Int8 inference, low confidence on output

Description

I’m attempting to use int8 inference on a deep network using tensorrt on c++ (the system runs fine on FP16 setting). The output of the network is a H x W heat map.
After Caliberating and compiling the engine I get a low confidence score on the peaks of a test image compared to the FP16 network (0.2 confidence instead of 0.8). I have attempted multiple types of calibrations to make sure it’s not a problem with the calibration:

  • 5K images similar to my test image.
  • 50K images comprised of the training set for the network.
  • The test image as the sole training set.

Additionally I get the following warnings during compilation:
[W] [TRT] Detected invalid timing cache, setup a local cache instead.
[W] [TRT] Cache result detected as invalid for node: XXXX_conv_YYYY, LayerImpl: CaskConvolution

Environment

TensorRT Version: 8
GPU Type: Geforce 3080
Nvidia Driver Version: 11.4
CUDA Version: 11.4
CUDNN Version: 8.2
Operating System + Version: Ubuntu 18
Work environment: c++

Hi, Please refer to the below links to perform inference in INT8
https://github.com/NVIDIA/TensorRT/blob/master/samples/opensource/sampleINT8/README.md

Thanks!

Hi, I made sure I followed the example in the tutorial (my network is ONNX and not Caffe as in the sample), but the issue persists.

Hi @or1 ,
Can you please help us with the reproducible model and script.

Thanks!

Hi, unfortunately I currently can’t upload the model. I did retrain the model on a tensorrt 7 system and, while I didn’t have the same warnings, the results were the same with correct peak locations but low confidence.

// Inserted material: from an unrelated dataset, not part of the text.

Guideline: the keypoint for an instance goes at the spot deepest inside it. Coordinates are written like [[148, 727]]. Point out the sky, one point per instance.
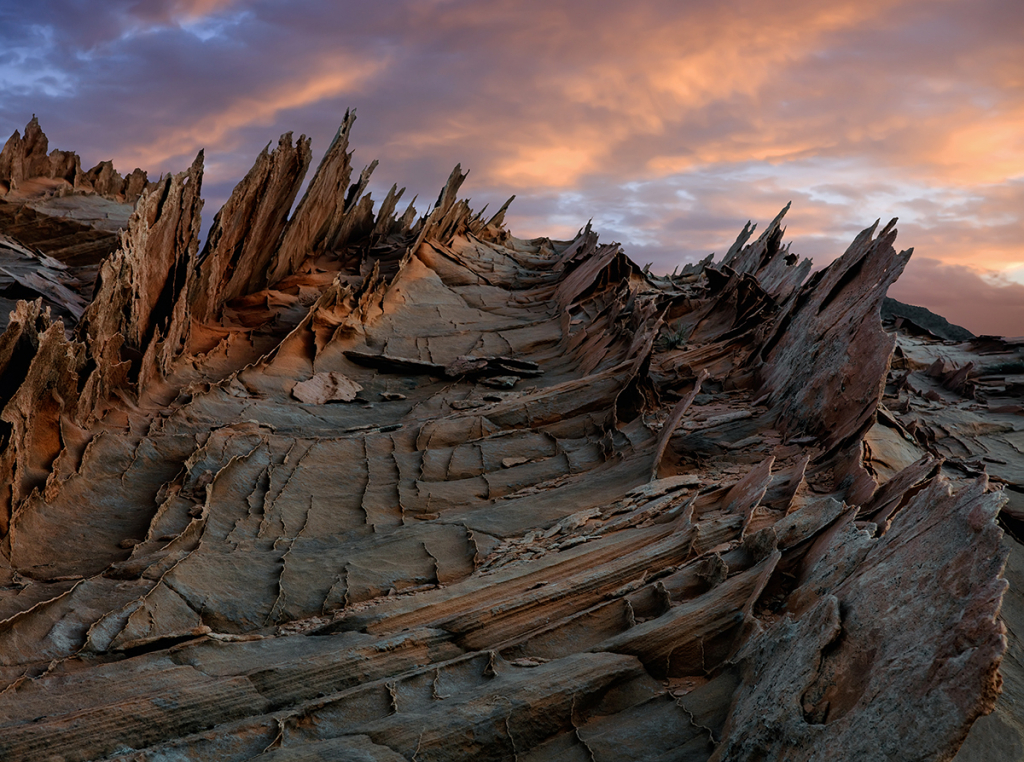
[[668, 123]]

I have a question, in the case of an output that is a heatmap, is there a risk of the peaks being grouped together with some arbitrary “top” value (ie, all values about 0.2+ will be given the value of 0.2). Since that will exactly explain my problem - because the peaks are rare and thus will be grouped in the quantization. Following on that, is there a way an int8 system can be trained specifically on a heatmap output, or on a manually set range of values on an output tensor (for example, uniform range between 0 and 1)?

Thanks.

Hi,

If the peaks are rare, then it is possible that entropy calibration might not be a good idea - as it would tend to reduce the overall histogram distribution loss.
Can you please try Int8MInMaxCalibrator instead?
Regarding the last sentence, we can try setting the dynamic range of the output tensor. Something like network.get_output(0).dynamic_range = (-1, 1)

Thank you.